While pursing his law degree in the 1980s, Veatch looked for ways to apply math and logic to law. However, the technology wasn’t yet available. He put the thought aside for several decades and began a career in business, corporate banking and finance law.
But technology has caught up.
“With the data revolution we’re experiencing right now, we can process huge amounts of data over the internet,” Veatch said. “There have been improvements in the data sciences, math and logic. It’s come to the point where we can actually start to develop a mathematics of ideas and start applying this logic to legal analysis in ways we couldn’t do before.”
In addition to his law practice, Veatch is an author and part-time computer scientist who works with industry leaders to develop software applications in the legal and financial services industries. Projects include apps for delivering cloud-based legal advice and a digitized map of the substantive law of commercial transactions.
His latest book, The New Logic of the Law - Vol.1: Building a Foundation for Artificial Intelligence in the Law, establishes a system of logic that can serve as the foundation for artificial intelligence software applications.
Using AI based on this system of logic, Veatch is working with a company to build a new type of digitized contract. This “data contract” would be able to read an agreement and, to a certain degree, understand it. The project is still in the early stages. The data contract targets the financial services sector, but Veatch said the math and logic at its core could be applied to a number of industries.
Veatch anticipates that AI will have big consequences for the legal industry in the coming years, producing technology solutions that will save time and money. AI can quickly and more effectively complete mundane tasks that involve sifting through huge volumes of data.
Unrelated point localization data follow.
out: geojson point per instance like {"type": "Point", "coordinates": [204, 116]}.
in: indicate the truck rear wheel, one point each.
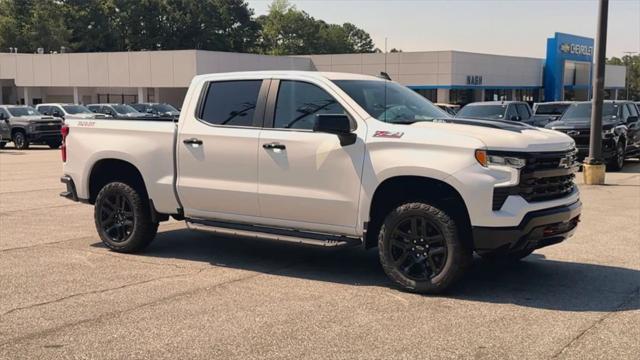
{"type": "Point", "coordinates": [20, 140]}
{"type": "Point", "coordinates": [123, 218]}
{"type": "Point", "coordinates": [421, 250]}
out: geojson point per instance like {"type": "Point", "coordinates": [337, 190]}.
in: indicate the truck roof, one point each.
{"type": "Point", "coordinates": [309, 74]}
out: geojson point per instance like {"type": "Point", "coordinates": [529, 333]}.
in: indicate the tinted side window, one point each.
{"type": "Point", "coordinates": [523, 111]}
{"type": "Point", "coordinates": [298, 104]}
{"type": "Point", "coordinates": [231, 102]}
{"type": "Point", "coordinates": [633, 111]}
{"type": "Point", "coordinates": [511, 112]}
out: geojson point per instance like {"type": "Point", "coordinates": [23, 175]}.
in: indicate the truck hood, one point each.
{"type": "Point", "coordinates": [37, 119]}
{"type": "Point", "coordinates": [580, 123]}
{"type": "Point", "coordinates": [503, 135]}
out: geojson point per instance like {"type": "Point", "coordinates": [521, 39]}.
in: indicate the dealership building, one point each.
{"type": "Point", "coordinates": [441, 76]}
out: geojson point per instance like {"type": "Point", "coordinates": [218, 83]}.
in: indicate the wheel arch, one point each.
{"type": "Point", "coordinates": [395, 190]}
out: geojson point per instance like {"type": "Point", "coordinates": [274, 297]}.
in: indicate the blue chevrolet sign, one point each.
{"type": "Point", "coordinates": [561, 48]}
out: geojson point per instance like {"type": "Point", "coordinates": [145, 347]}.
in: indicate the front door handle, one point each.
{"type": "Point", "coordinates": [192, 141]}
{"type": "Point", "coordinates": [274, 146]}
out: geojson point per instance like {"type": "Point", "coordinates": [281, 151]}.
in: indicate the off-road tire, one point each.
{"type": "Point", "coordinates": [20, 140]}
{"type": "Point", "coordinates": [458, 255]}
{"type": "Point", "coordinates": [141, 232]}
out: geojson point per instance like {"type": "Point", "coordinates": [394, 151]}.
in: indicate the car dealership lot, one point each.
{"type": "Point", "coordinates": [191, 295]}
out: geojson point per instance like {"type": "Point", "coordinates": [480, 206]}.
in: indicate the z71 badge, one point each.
{"type": "Point", "coordinates": [388, 134]}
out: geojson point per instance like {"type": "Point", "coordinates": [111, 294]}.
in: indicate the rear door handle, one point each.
{"type": "Point", "coordinates": [192, 141]}
{"type": "Point", "coordinates": [274, 146]}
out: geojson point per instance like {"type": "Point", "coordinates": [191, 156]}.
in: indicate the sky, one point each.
{"type": "Point", "coordinates": [507, 27]}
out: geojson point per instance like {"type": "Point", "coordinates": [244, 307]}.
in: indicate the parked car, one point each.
{"type": "Point", "coordinates": [28, 126]}
{"type": "Point", "coordinates": [329, 159]}
{"type": "Point", "coordinates": [498, 110]}
{"type": "Point", "coordinates": [620, 130]}
{"type": "Point", "coordinates": [162, 110]}
{"type": "Point", "coordinates": [544, 113]}
{"type": "Point", "coordinates": [450, 109]}
{"type": "Point", "coordinates": [121, 112]}
{"type": "Point", "coordinates": [68, 111]}
{"type": "Point", "coordinates": [5, 129]}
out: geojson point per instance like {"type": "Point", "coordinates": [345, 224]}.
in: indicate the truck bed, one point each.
{"type": "Point", "coordinates": [147, 145]}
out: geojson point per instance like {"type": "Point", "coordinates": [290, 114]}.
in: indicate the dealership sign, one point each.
{"type": "Point", "coordinates": [576, 49]}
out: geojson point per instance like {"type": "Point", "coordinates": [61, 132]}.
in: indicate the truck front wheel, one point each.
{"type": "Point", "coordinates": [123, 218]}
{"type": "Point", "coordinates": [421, 250]}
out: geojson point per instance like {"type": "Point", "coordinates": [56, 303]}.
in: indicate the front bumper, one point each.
{"type": "Point", "coordinates": [537, 229]}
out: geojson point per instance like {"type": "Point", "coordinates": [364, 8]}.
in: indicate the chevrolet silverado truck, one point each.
{"type": "Point", "coordinates": [27, 126]}
{"type": "Point", "coordinates": [620, 130]}
{"type": "Point", "coordinates": [329, 159]}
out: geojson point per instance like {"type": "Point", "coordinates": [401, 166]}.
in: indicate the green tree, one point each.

He’s not worried about AI replacing attorneys, though. Instead, such technologies will allow lawyers to focus on the more interesting aspects of the law.
“AI and software can mimic how we think, but not what we think,” Veatch said. “Ultimately, decisions still have to be made by people that understand the legal principles that went into developing the law, why a contract is drafted the way it is, and what’s important to each of the parties.
“Software, at this point in time, anyway, can’t answer those types of questions.”